Canada Child Benefit helped reduce severe food insecurity, U of T study finds
The rate of severe food insecurity dropped by one-third among low-income families after the introduction of the Canada Child Benefit (CCB) in 2016, researchers from the University of Toronto have found.
The study is the first to look at the CCB’s impact on food insecurity, defined as the inadequate or insecure access to food due to financial constraint.
“Our study results are yet another piece of evidence that improving household incomes reduces food insecurity,” says Valerie Tarasuk, a researcher at U of T’s Joannah & Brian Lawson Centre for Child Nutrition and the senior author on the study.
“If you give poor families more money, they spend it on basic necessities like food – and the more desperate they are, the more likely they are to do this.”
The journal Preventive Medicine published the results, which also reveal that while the benefit disproportionately affected low-income families, it did little to eradicate food insecurity altogether.
The muted effect is not surprising, the researchers say.
“I think the impact on family food insecurity was limited because the benefit was not designed with this outcome in mind,” says Tarasuk, a professor in the department of nutritional sciences in the Faculty of Medicine who is cross-appointed to the Dalla Lana School of Public Health. “To have a stronger impact on food insecurity, the government would need to put more money in the hands of the lowest-income families, which would be completely consistent with the intent of their federal poverty reduction strategy.”
An analysis this year by a researcher at Simon Fraser University found that cost-neutral strategies to direct more CCB funds toward low-income groups could increase their benefits significantly, even while preserving some payments to the majority of families with above-median incomes.
Under the current CCB structure, families with a household income of $250,000 and more than two children can still receive payments. A typical couple earning $185,000 in Ontario, for example, can receive over $600 a year for two children aged eight and five.

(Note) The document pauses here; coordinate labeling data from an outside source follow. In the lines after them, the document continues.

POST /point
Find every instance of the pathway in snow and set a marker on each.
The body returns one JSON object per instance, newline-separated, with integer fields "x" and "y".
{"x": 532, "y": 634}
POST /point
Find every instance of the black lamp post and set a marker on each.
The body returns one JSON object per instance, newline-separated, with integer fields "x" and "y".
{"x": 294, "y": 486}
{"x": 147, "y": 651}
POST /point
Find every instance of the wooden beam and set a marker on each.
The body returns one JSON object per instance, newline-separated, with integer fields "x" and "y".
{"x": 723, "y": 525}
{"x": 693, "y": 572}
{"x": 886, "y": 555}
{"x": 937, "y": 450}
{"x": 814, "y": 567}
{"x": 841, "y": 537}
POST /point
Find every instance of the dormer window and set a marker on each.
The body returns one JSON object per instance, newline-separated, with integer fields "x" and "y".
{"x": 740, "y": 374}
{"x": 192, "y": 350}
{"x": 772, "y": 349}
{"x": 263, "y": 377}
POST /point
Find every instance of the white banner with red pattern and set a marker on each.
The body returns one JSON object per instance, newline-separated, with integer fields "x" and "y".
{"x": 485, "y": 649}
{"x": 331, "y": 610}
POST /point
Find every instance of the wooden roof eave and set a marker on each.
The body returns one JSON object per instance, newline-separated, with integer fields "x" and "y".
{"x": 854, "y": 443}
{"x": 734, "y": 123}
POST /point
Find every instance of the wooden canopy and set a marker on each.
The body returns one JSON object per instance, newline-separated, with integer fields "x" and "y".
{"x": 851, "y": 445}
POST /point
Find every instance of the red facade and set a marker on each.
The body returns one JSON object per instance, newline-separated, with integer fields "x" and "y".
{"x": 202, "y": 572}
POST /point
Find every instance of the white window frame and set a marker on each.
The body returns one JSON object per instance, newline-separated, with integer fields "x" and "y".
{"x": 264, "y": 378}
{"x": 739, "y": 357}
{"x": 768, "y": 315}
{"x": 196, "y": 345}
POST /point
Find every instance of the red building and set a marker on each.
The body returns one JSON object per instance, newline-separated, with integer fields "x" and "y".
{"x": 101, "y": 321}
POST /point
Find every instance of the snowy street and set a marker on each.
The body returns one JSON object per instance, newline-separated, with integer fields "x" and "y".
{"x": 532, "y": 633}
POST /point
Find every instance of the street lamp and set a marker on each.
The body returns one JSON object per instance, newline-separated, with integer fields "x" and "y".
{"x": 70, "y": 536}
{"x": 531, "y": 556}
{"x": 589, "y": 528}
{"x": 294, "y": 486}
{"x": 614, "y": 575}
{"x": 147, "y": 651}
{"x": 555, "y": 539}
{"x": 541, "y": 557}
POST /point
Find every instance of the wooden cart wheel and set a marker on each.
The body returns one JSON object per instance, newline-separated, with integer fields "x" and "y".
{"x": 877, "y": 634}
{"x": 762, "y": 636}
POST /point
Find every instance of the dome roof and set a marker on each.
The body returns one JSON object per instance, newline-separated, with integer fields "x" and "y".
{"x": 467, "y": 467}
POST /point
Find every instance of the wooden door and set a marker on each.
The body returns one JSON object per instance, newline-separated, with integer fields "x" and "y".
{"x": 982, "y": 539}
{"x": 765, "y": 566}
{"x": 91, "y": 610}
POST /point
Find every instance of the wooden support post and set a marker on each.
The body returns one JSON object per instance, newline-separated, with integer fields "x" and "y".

“Even a modest change in how the program distributes benefits is low-hanging fruit, if the government is serious about addressing food insecurity,” says Erika Brown, a PhD candidate at the University of California, Berkeley who designed and conducted the analysis as an international visiting graduate student in Tarasuk’s lab. “Re-targeting CCB could lead to more dramatic declines, and would likely bend the cost curve in health care as well.”
Several studies have shown that severe food insecurity is linked with much higher health-care costs among adults. A 2015 study from Tarasuk’s group found that adults in severely food-insecure households incurred an additional $2,322 in health care costs compared to those in food-secure households. That’s about double the amount.
Several other studies have shown links between food insecurity in childhood and developmental impairment, chronic physical problems and serious mental health conditions.
“There are strong humanitarian, but also fiscal, reasons to think critically about how to alleviate food insecurity – especially in a country with universal health care, where essentially all households must pay for it,” says Brown.
The study was based on data from the Canadian Community Health Survey from 2015 to 2018. The researchers tested the association between the benefit and food insecurity in data from over 41,000 households. The low-income measure included households with incomes at or below half the pre-tax median income, adjusted for household size.
The research was supported by the Joannah & Brian Lawson Centre for Child Nutrition and the Canadian Institutes of Health Research and the Edward Hildebrand Fellowship, among others.